P. Lhande, Le Bon Pasteur 1928, Ste Jeanne d’Arc : ’’Ceci est de Dieu!… le bon conseil, le
confort et la bonne doctrine (de St Michel).’’
« 17 mars 1431… Elle n’avait pas lu St Paul… l’épître au Galates…
(sur) la bonne doctrine. »
(1) La volonté de Dieu, son désir
de répandre son Amour infini dans le cœur de ses enfants.
Sa joie est de se donner sans mesure au delà de ce que nous pouvons
comprendre ou mériter de lui.
Il est Amour, Bien diffusif, Il a besoin de
se donner gratuitement. Il cherche des cœurs qui se laissent aimer, emplis de pauvreté spirituelle, 1ère
béatitude.
(2) ’’Par’’ Marie, dans l’esprit du Traité de la Vraie
Dévotion et du Secret de Marie, de Saint Louis Marie Grignion de Montfort.
« Enfin je vous
offre, ô bienheureuse Trinité, l’Amour et les mérites de la Sainte Vierge, ma
Mère chérie, c’est à elle que j’abandonne mon offrande, la priant de vous la
présenter…» Ce n’est pleinement
possible que par Marie au Calvaire, où se déverse
l’Amour du Christ par son Cœur transpercé. Le Cœur
douloureux de Marie est le reflet du Cœur de Jésus
crucifié. L’acte d’offrande de la petite Thérèse c’est
l’acte de Marie aux pieds de la Croix, vivant les
mystères de Jésus qui s’offre au Père, pour le
glorifier et pour nous sauver. Martyre
(témoin) d’Amour ou esclave d’Amour,
toujours aussi selon St Louis Marie
Grignion de Montfort: c’est la
même emprise de l’Esprit d’Amour sur l’âme.

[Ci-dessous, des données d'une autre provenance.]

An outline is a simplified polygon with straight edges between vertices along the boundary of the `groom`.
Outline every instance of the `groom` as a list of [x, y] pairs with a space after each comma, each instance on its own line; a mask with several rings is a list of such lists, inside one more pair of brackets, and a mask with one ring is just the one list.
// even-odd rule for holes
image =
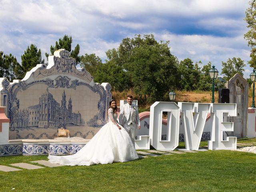
[[138, 106], [132, 104], [133, 98], [132, 95], [127, 96], [127, 103], [120, 108], [119, 123], [121, 124], [129, 134], [133, 145], [135, 146], [135, 130], [138, 126], [140, 129], [140, 123], [139, 118]]

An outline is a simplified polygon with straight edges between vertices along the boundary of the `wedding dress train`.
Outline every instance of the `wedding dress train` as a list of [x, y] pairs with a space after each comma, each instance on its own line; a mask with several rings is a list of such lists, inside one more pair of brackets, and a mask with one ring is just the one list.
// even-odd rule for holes
[[64, 165], [86, 165], [124, 162], [138, 158], [126, 131], [116, 126], [117, 114], [108, 110], [109, 122], [84, 147], [74, 155], [49, 155], [49, 161]]

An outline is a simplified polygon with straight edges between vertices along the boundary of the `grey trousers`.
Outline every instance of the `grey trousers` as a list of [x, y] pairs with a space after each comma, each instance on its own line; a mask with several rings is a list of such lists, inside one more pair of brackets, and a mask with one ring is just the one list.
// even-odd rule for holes
[[135, 131], [136, 130], [136, 124], [133, 122], [132, 124], [129, 125], [125, 123], [123, 127], [126, 130], [128, 134], [129, 134], [130, 137], [131, 138], [131, 140], [133, 144], [133, 146], [135, 147]]

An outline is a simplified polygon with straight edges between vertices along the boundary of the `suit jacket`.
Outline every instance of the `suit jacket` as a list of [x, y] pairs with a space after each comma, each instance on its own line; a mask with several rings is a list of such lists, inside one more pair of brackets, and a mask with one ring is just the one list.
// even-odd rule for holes
[[[139, 111], [138, 106], [132, 104], [132, 108], [133, 110], [133, 114], [134, 116], [135, 122], [137, 126], [140, 125], [140, 118], [139, 117]], [[126, 121], [128, 121], [130, 116], [130, 105], [128, 103], [122, 105], [120, 108], [120, 114], [119, 114], [119, 123], [124, 125]]]

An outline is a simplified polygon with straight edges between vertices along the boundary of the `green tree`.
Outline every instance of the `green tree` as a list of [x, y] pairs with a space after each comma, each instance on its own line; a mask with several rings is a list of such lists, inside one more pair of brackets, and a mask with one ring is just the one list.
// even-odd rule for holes
[[113, 70], [122, 73], [119, 82], [123, 87], [133, 88], [149, 103], [163, 100], [177, 86], [178, 61], [168, 43], [158, 42], [152, 34], [126, 38], [117, 50], [107, 52], [106, 64], [110, 62]]
[[30, 46], [28, 46], [26, 50], [24, 52], [24, 54], [21, 56], [22, 66], [16, 69], [17, 72], [20, 73], [19, 76], [22, 78], [24, 77], [26, 72], [30, 71], [38, 64], [44, 62], [44, 60], [42, 60], [40, 49], [38, 49], [36, 46], [31, 44]]
[[20, 67], [20, 66], [17, 61], [16, 58], [11, 54], [9, 55], [5, 54], [3, 58], [5, 65], [7, 69], [4, 77], [7, 78], [10, 82], [12, 81], [17, 78], [18, 75], [16, 73], [17, 69]]
[[[198, 62], [202, 63], [200, 61]], [[209, 74], [209, 72], [212, 68], [211, 66], [212, 64], [209, 62], [207, 64], [203, 66], [198, 84], [198, 90], [205, 91], [212, 90], [212, 80]]]
[[181, 74], [180, 88], [186, 90], [198, 89], [201, 71], [198, 64], [194, 64], [190, 58], [185, 59], [178, 64], [179, 72]]
[[224, 75], [223, 80], [224, 82], [229, 80], [237, 73], [240, 73], [242, 76], [244, 75], [244, 67], [246, 65], [240, 58], [234, 57], [232, 59], [228, 58], [226, 62], [222, 61], [222, 63], [221, 74]]
[[97, 71], [102, 69], [102, 60], [95, 54], [89, 55], [86, 53], [84, 55], [82, 55], [80, 62], [80, 66], [85, 68], [86, 70], [94, 77]]
[[76, 64], [80, 62], [80, 57], [78, 56], [80, 51], [80, 47], [78, 44], [76, 45], [75, 48], [73, 50], [71, 49], [71, 44], [72, 43], [72, 37], [65, 35], [62, 38], [59, 39], [59, 42], [56, 41], [55, 46], [51, 45], [50, 47], [50, 51], [51, 54], [47, 53], [45, 53], [45, 56], [46, 58], [50, 55], [53, 55], [54, 51], [60, 49], [65, 49], [67, 51], [68, 51], [70, 53], [70, 57], [72, 57], [76, 59]]
[[4, 56], [4, 52], [0, 51], [0, 77], [5, 77], [8, 69]]

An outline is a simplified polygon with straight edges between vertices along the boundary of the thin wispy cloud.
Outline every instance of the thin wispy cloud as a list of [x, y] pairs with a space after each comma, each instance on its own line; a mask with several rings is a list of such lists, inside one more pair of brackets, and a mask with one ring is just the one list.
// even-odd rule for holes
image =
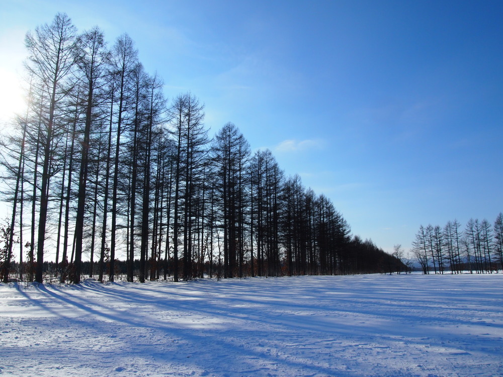
[[277, 152], [289, 153], [300, 152], [310, 149], [319, 149], [323, 146], [323, 142], [320, 140], [307, 139], [298, 141], [289, 139], [282, 141], [274, 148], [274, 151]]

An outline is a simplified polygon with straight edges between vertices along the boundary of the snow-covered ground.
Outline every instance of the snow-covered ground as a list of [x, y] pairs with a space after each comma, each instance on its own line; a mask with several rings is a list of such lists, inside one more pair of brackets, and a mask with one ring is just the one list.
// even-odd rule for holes
[[0, 374], [503, 375], [503, 274], [0, 285]]

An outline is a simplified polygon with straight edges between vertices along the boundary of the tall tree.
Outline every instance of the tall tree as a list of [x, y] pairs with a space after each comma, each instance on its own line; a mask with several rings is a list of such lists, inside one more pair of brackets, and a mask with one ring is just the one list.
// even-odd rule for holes
[[91, 145], [90, 135], [93, 118], [96, 115], [93, 111], [98, 106], [95, 98], [96, 91], [105, 83], [107, 65], [109, 53], [106, 49], [103, 33], [98, 28], [85, 32], [77, 39], [75, 49], [76, 61], [81, 72], [81, 81], [87, 91], [86, 96], [85, 126], [81, 143], [80, 167], [78, 179], [78, 203], [75, 220], [75, 270], [74, 283], [80, 281], [80, 263], [82, 255], [82, 236], [84, 226], [84, 210], [86, 202], [86, 188], [88, 184], [88, 169], [89, 165], [89, 150], [96, 146]]
[[43, 118], [43, 162], [35, 273], [35, 280], [39, 282], [42, 282], [49, 202], [49, 164], [55, 153], [55, 123], [59, 115], [58, 105], [68, 90], [67, 78], [74, 68], [75, 37], [76, 29], [70, 18], [65, 14], [58, 13], [50, 25], [46, 24], [37, 27], [34, 34], [27, 34], [25, 39], [29, 54], [27, 69], [39, 80], [40, 90], [48, 95], [48, 109]]

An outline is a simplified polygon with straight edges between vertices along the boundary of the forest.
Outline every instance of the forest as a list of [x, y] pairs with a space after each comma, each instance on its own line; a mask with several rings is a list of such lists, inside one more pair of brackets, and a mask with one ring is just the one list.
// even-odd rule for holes
[[233, 124], [210, 138], [202, 102], [168, 102], [127, 34], [109, 48], [59, 13], [25, 44], [26, 112], [1, 140], [3, 281], [404, 268]]
[[442, 228], [421, 225], [412, 242], [412, 252], [425, 274], [492, 273], [503, 270], [503, 213], [494, 224], [470, 219], [465, 229], [456, 220]]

Cette offrande passe par Marie, Médiatrice,
pour Sainte Thérèse de l’Enfant Jésus et de la Sainte Face :

Voir également note (1)
page : __Mission toute spéciale
de cette Oeuvre
(3) Dieu est Amour
et Miséricorde, Le Bien qui se répand ; une voie nouvelle se dévoile à
Sœur Marie du Bon pasteur, la voyante d’Arnaud Guilhem et Sainte Thérèse
l’explore à son tour en 1895:
« Je m’offre comme victime d’holocauste à
votre Amour miséricordieux, vous suppliant de me consumer sans cesse,
laissant déborder en mon âme, les flots de tendresse infinie qui sont renfermés
en vous et qu’ainsi je devienne martyre de votre Amour, ô mon Dieu !… »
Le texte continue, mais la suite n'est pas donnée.